Sosyalist Dünya Görüşü Marksizm İncelemesi – Kişisel Yorumlar

Merhaba kitap dostları iyi akşamlar dilerim.Bu akşam sizlere aslen her insana hitap etmeyeceğini düşündüğüm bir yazar ve kitabından anlatmak isterim.Henri Lefebvre’nin Sosyalist Dünya Görüşü Marksizm isminde eseri..
Ilk olarak birazcık yazardan bahsetmem gerekirse; 20. yüzyılın fransız marksist filozoflarındandır fakat bence şehir sosyoloğu olarak anılmayı daha oldukca hakeder. mekân, süre, gündelik yaşam, şehir, sömürü, meta, müzik, medya, siyasal denetim, ritim benzer biçimde bir oldukca mevzu üstünden teorisini geliştirmiştir. nietzsche ve güzel duyu hakkında garip yaklaşımları olan sıradışı bir marksisttir..
Marksist eleştirileri savuşturma biçimi oldukça ikna edici bence.Şahsen benim de, gündelik yaşam çalışmalarına karşı bir önyargım vardı.Tamam iyi, güzel, çözümleme ediyorsun, gündelik yaşamın her anını aslen bilimle çarpıştırıyorsun.Evet, Marx’ın da meselesi tutumsal olanı, gündelik olanla birleştirmek vs. fakat bir taraftan da eleştirinin niceliği arttıkça tesiri azalıyor. günün her anında ve her eyleminde baskıyı, seksizmi, kapitalizmi ifşa ettiğinde karşısına her anı kapsayacak kadar direniş çıkarman gerek. yoksa durum çıkışsızlığa, umutsuzluğa, hayalciliğe vs. gidiyor. her neyse, okudukça anladım ki Lefebvre aslına bakarsanız bunun bilincinde ve üzerine de gitmeye çalışmış. analizinin kendisini bir siyaset yapma biçimi olarak kurgulamış adam resmen.
Kitapta geniş bir araştırma yerine kısa fakat doyurucu bir marksizm tanımı yapmış, marksist terbiye, tarihsel maddecilik, marksist iktisat ve politika benzer biçimde başlıklarda marksizmi incelemiştir.Bu türü okumaya seven dostlara önerebilirim. (Dark Reader)

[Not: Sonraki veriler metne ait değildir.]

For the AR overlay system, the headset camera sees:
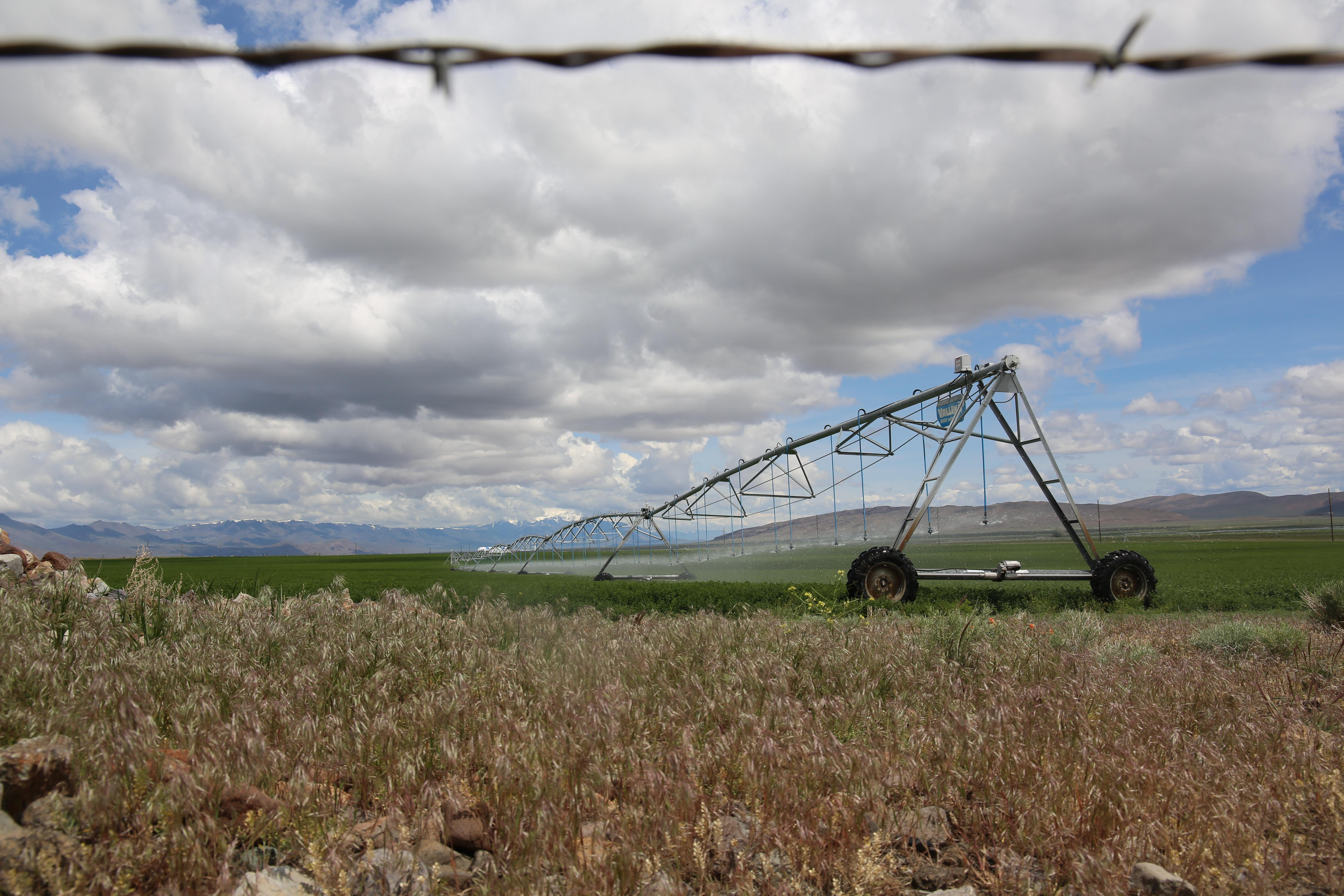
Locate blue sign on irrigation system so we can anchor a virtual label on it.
[938,395,966,429]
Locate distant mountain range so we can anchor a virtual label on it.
[0,513,568,557]
[0,492,1344,557]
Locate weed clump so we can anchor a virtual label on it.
[1191,619,1306,658]
[1302,580,1344,629]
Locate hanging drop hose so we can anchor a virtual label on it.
[980,408,994,525]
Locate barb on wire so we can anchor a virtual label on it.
[0,16,1344,90]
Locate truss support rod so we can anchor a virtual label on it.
[988,387,1097,568]
[891,418,1012,445]
[649,516,676,566]
[649,355,1017,516]
[1013,378,1101,559]
[891,378,999,551]
[594,520,640,578]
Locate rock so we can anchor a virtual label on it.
[895,806,952,852]
[24,560,56,582]
[351,849,429,896]
[219,784,286,819]
[0,735,74,818]
[1129,862,1195,896]
[640,871,686,896]
[415,841,473,887]
[714,816,755,876]
[234,865,321,896]
[910,865,970,891]
[444,816,493,856]
[0,819,83,893]
[23,793,79,834]
[42,551,74,572]
[472,849,500,880]
[581,821,612,865]
[350,816,402,849]
[238,846,280,871]
[159,748,193,779]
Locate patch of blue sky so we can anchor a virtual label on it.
[200,0,416,47]
[0,161,112,257]
[0,408,159,461]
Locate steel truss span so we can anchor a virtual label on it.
[449,355,1157,606]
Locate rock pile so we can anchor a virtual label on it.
[0,736,81,893]
[0,529,89,591]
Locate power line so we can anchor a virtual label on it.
[0,19,1344,97]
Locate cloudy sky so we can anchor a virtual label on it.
[0,0,1344,525]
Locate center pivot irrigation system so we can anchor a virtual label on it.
[449,355,1157,606]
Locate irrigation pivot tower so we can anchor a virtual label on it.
[450,355,1157,606]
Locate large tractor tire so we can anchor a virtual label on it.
[847,545,919,602]
[1091,551,1157,607]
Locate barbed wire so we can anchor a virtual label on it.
[0,18,1344,90]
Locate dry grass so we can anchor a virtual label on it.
[0,556,1344,896]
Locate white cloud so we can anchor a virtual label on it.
[1032,410,1116,454]
[1102,463,1138,482]
[1122,392,1185,416]
[0,0,1344,520]
[1195,385,1255,414]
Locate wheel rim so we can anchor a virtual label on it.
[863,561,906,600]
[1110,566,1148,600]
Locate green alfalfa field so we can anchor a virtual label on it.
[85,536,1344,615]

Henri Lefebvre 1901 dogumlu fransiz sosyolog ve felsefeci.
Yazar, üc dünya görüsünden (Tek tanrili dinler, bireycilik-burjuva ideolojisi- ve Marksizm) kabul edilen ve insan aklina en yatkin olmasi ihtiyaç duyulan Marksizm (diyalektik maddecilik)`in kapsamli bir özetini sunuyor.
Dinlerde oldugu benzer biçimde kuram ve pratigin doğa ötesi düzeyde irrasyonel olarak birlestirilmesinden ziyade, kuram ve ergonomik arasindaki somut ve rasyonel baglantilari ve dolayisi ile siyasal sonuclari ile beraber Marksizm`in niçin bilimsel bir sosyoloji oldugu acikliga kavusturuluyor.
Daha sonrasında “diyalektik yöntem” ve bircoklarinca anlasilmasi kim bilir en güc kavram olan “yabancilasma” aciklaniyor.
Devam eden bölümlerde ise Marksist terbiye, Marksist ekonomi ve Marksist politika serimleniyor.
“Marksizm, – ahlaksal degerlerin gerceklik disindan tasinmasini reddeden, dolayisiyla ahlaksal degerlendirmelerin temelini gerceklikte arayan, ahlaktaki yabancilasmadan da, ideolojik yanilsamadan da yakasini artik kurtarmis- yeni bir etik yaratmak gerektigini öne sürer.”
Son olarak da bugüne dek hasimlarinca Marksizm`e yapilan elestirilere deginiliyor ve bu elestiriler kisa ve güclü argümanlarla cürütülüyor.
Icinde yasadigi ekonomik-toplumsal kurulusu tanimak ve bu sürecin icsel celiskilerine dair farkindalik kazanip, bu celiskileri asmak niyetinde olan kisiler icin ögrenilmesi kacinilmaz olan Marksiszm`e dair aydinlatici bir giris kitabi olmus. Tavsiye edilir… (hypatia)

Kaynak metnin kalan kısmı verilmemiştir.